15 ans, et déjà marquée au fer rouge
Shina rêvait d'être aimée. Comme toutes les adolescentes. En août 2019, elle croise Léo Martin, 17 ans et demi. Des sourires, des promesses. Elle y croit. Pourtant, son quartier connaît déjà son calvaire : des vidéos de viols circulent, avec elle en victime.
"Elle m'avait dit qu'elle avait quelqu'un", lâche un proche, les yeux rougis. Le test de grossesse affichait positif. Elle l'annonce à Léo.
Dernière image avant le drame : la vidéosurveillance de la pharmacie la montre riant avec Ilaria, son amie. 25 octobre 2019. Elle ignorait que ses pas la menaient vers son propre bûcher.
Ce soir-là, dans le cabanon
Shina se prépare avec minutie. Maquillage, belle tenue. Elle descend l'escalier de chez elle, légère. Elle va retrouver Léo — du moins le croit-elle.
Lui, a pris un couteau. Une bouteille d'essence. Des gants.
Dans le cabanon des jardins familiaux de Cré, les coups de couteau déchirent la nuit. Les cris de Shina ressemblent à "un mouton qu'on égorge", dira un témoin. Puis l'essence coule. Le briquet craque.
Les analyses sont formelles : elle respirait encore quand les flammes l'ont engloutie.
Deux jours plus tard, son frère Yaz force les barrières pour identifier le corps. "J'ai vu une partie calcinée", murmure-t-il. L'odeur de chair brûlée imprègne encore les lieux.
"J'ai tué quelqu'un"
Pendant 48 heures, Léo nie. Mais il craque devant Marc Soulman, un ami : "J'ai tué quelqu'un." Les chaussures tachées de sang ne mentent pas. Ni la brûlure sur son visage.
Les mots de Léo glacent le sang : "J'ai versé toute l'essence sur ses cheveux avant d'allumer." Il décrit les cris, puis le silence après les coups de couteau.

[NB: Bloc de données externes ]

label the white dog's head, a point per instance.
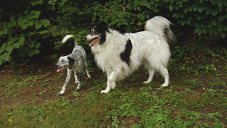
(64, 62)
(98, 34)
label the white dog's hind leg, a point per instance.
(69, 72)
(108, 73)
(151, 74)
(77, 81)
(111, 81)
(86, 69)
(165, 74)
(88, 74)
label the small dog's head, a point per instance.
(64, 62)
(98, 34)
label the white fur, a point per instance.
(149, 48)
(66, 38)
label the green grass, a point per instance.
(189, 102)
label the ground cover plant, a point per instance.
(196, 97)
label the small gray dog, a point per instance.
(74, 62)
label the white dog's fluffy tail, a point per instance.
(160, 25)
(66, 38)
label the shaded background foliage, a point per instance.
(33, 29)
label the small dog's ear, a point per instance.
(71, 61)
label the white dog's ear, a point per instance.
(66, 38)
(71, 60)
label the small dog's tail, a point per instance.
(160, 25)
(68, 38)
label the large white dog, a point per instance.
(119, 54)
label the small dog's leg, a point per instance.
(111, 81)
(69, 72)
(77, 81)
(165, 74)
(151, 74)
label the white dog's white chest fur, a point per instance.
(120, 54)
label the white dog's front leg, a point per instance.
(77, 81)
(111, 81)
(69, 72)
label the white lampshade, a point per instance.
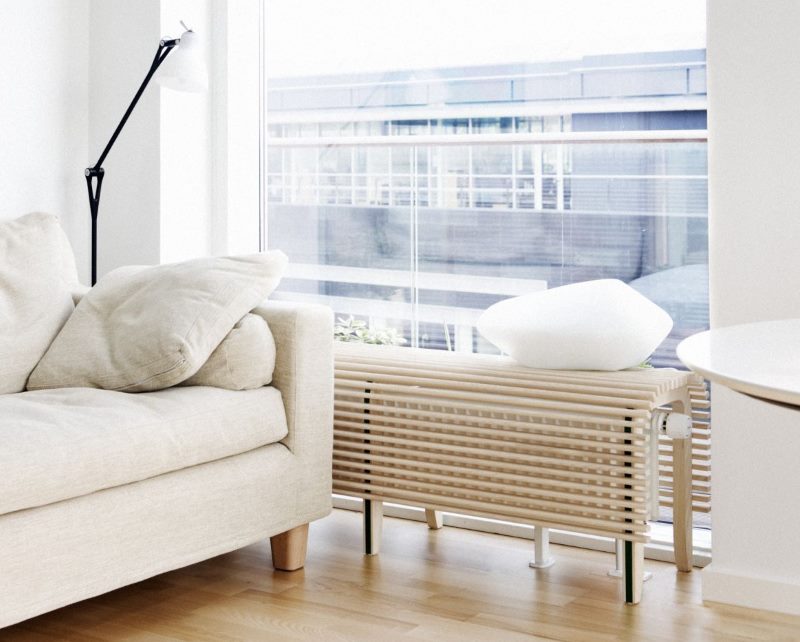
(185, 67)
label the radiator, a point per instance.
(481, 435)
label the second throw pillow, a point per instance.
(147, 329)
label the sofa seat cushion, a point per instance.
(59, 444)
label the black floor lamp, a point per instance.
(185, 72)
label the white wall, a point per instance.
(44, 57)
(182, 179)
(186, 147)
(754, 230)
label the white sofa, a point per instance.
(101, 488)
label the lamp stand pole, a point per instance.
(94, 175)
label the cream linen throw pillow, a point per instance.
(146, 329)
(37, 274)
(243, 361)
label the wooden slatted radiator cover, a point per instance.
(482, 435)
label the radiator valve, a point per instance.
(675, 425)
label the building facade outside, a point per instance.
(415, 199)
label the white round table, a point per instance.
(758, 359)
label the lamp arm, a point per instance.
(94, 175)
(164, 47)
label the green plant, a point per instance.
(354, 330)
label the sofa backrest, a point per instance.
(37, 276)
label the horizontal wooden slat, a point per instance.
(482, 435)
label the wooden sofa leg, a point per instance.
(434, 518)
(289, 548)
(373, 526)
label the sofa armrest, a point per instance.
(304, 375)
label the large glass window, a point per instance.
(419, 170)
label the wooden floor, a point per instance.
(426, 585)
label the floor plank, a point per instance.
(443, 585)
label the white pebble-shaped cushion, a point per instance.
(594, 325)
(243, 361)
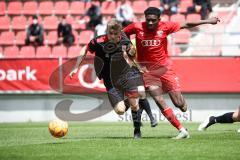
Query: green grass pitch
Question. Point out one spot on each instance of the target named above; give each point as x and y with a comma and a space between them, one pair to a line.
110, 141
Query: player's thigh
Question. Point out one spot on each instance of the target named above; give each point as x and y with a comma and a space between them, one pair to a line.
177, 98
156, 93
236, 115
170, 82
116, 98
134, 103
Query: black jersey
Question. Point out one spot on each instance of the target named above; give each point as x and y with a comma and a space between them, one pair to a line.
109, 62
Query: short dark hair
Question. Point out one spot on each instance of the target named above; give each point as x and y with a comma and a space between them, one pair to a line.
35, 17
114, 24
152, 10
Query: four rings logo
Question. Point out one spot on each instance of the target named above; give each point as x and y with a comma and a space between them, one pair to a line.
152, 42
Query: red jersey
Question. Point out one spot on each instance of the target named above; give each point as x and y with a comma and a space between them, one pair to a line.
152, 45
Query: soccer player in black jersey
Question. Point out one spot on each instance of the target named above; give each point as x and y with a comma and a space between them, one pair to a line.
114, 63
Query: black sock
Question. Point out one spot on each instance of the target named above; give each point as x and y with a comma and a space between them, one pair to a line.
143, 103
136, 116
225, 118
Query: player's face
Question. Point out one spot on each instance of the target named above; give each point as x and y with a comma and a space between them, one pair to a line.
113, 35
152, 21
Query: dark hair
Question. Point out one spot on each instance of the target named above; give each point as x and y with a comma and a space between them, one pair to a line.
114, 24
35, 17
153, 10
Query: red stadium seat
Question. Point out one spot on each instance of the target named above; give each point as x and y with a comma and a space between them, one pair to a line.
15, 8
59, 51
75, 34
85, 36
29, 21
178, 18
182, 8
193, 17
19, 23
1, 52
2, 8
108, 7
20, 38
69, 19
74, 51
43, 52
11, 52
139, 6
52, 38
7, 38
5, 23
182, 36
164, 18
78, 26
45, 8
62, 7
50, 23
154, 3
77, 7
27, 52
30, 8
174, 50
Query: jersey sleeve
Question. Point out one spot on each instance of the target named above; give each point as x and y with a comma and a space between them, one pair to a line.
130, 29
91, 47
172, 27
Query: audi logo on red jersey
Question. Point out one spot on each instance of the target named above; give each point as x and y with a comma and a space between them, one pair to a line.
151, 42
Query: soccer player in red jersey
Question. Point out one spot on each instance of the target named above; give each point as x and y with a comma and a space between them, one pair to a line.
152, 53
229, 117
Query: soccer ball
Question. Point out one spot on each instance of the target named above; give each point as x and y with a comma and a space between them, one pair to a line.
58, 128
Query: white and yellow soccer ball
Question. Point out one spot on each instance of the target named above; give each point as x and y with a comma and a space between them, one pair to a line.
58, 128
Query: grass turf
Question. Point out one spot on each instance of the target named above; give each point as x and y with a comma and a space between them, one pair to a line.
110, 141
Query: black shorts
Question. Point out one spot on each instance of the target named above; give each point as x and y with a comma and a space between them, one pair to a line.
127, 85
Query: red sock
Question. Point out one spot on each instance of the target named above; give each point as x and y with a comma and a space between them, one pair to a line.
168, 113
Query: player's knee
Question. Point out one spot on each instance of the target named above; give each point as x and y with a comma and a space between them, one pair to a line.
134, 107
180, 103
141, 92
120, 108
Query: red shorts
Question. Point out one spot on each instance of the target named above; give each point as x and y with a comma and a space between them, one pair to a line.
165, 78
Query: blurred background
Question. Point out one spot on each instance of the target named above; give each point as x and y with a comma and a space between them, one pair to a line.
39, 37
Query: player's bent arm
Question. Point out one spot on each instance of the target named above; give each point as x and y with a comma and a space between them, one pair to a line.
213, 21
80, 58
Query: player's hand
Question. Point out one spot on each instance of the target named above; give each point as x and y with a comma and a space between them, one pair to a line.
144, 70
71, 74
213, 20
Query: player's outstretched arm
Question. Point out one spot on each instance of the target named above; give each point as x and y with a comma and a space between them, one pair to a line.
213, 21
80, 58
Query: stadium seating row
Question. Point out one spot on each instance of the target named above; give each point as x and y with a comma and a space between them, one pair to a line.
51, 22
40, 52
9, 38
64, 7
55, 51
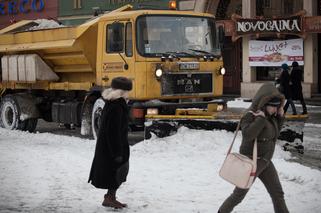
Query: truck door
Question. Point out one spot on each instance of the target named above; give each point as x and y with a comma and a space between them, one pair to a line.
117, 56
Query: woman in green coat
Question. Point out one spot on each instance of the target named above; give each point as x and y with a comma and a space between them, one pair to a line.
262, 121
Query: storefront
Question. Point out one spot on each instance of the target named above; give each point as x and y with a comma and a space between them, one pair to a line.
248, 64
12, 11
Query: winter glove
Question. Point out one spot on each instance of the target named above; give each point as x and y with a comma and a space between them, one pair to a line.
118, 159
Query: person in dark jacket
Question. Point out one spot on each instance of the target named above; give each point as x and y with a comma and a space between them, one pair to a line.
286, 88
262, 122
296, 79
110, 164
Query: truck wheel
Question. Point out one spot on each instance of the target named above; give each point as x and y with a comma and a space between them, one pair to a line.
31, 124
10, 114
96, 116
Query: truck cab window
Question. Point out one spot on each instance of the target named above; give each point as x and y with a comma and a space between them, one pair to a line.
129, 40
115, 38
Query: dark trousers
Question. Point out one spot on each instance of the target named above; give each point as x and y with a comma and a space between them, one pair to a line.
289, 102
304, 107
267, 173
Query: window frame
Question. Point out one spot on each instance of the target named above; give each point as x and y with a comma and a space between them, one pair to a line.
129, 48
107, 48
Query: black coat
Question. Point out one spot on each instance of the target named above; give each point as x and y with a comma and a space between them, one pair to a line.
296, 78
112, 142
285, 84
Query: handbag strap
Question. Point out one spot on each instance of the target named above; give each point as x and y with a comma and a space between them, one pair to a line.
254, 154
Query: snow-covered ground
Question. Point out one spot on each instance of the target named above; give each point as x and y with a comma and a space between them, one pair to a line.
44, 172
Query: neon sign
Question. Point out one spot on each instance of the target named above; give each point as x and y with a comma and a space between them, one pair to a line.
14, 7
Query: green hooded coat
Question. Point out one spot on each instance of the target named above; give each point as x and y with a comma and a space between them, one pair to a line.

Preuves matérielles ? Disparues. Portables, couteau, vêtements — envolés. Restent les témoignages. Et leur poids accablant.
2023 : le procès qui scandalise
Le parquet exige 30 ans. La cour rejette la demande — mineur au moment des faits, Léo bénéficie de l'excuse atténuante. Verdict : 18 ans.
Réaction immédiate du condamné : "Bande d'hypocrites !" Il insulte la famille de Shina. Le masque tombe enfin.
Dans le public, la mère de Shina se tord de douleur. Muette. Son silence hurle plus fort que les insultes.
Justice française : chronique d'un naufrage annoncé
Les dysfonctionnements sautent aux yeux :
- Messages effacés par Ilaria non récupérés à temps
- Preuves matérielles perdues
- Aide aux victimes jugée "dérisoire" par la famille
"La justice se fout des femmes", balance un proche. Et pourtant. L'affaire Shina révèle nos failles collectives.
"On est toutes des Shina"
L'onde de choc dépasse le tribunal. Dans les cités, les lycées, les témoignages fusent : "C'est notre quotidien, la peur." Une amie résume : "On est toutes des Shina."
Reste une question, lancinante : que faire de cette colère ? Le dossier reste ouvert. La honte aussi.